Anxiety is similar. There will be things that feel like limitations, but you can find ways to modify your life to manage anxiety. If you’re unsure, you have guidance counselors who can help.

Don’t isolate yourself or stop engaging 

There might be days where you can’t leave home. Don’t let it get to you. Isolating yourself can lead to depression. It’s going to be difficult, but try and find ways where you can engage with others.

Maybe all you can do is log in to synchronous sessions and type one message for the class to see. That’s OK; baby steps are key.

There are online student clubs available at iSucceed as well. Try joining one of those, talk with students online and then work into meeting students in person.
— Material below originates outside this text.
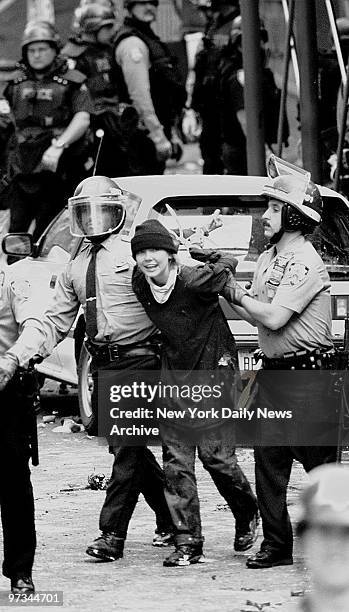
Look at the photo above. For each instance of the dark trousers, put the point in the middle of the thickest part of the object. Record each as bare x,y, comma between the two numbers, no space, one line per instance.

Remember, you have an opportunity to start fresh. Start with iSucceed.

Let it simply be a part of you that you manage daily

It’s truly OK to be anxious or to have anxiety. We all feel that from time to time. If you are someone who frequently experiences high levels of anxiety, don’t let it define you. Let it simply be a part of you that you manage daily.

We can help you overcome barriers

iSucceed has several students who came in order to overcome obstacles. Don’t let them stop you from earning your high school diploma. Whether you have to work, have a medical illness, are a teen parent or you went through trials that forced you to drop out, we can help. Don’t just take it from us; see the stories of some of our students below.

Please note: This article is not a diagnosis, nor are the tips provided meant to be a cure. If you feel you or your child is experiencing signs or symptoms of anxiety, please seek help from a medical professional.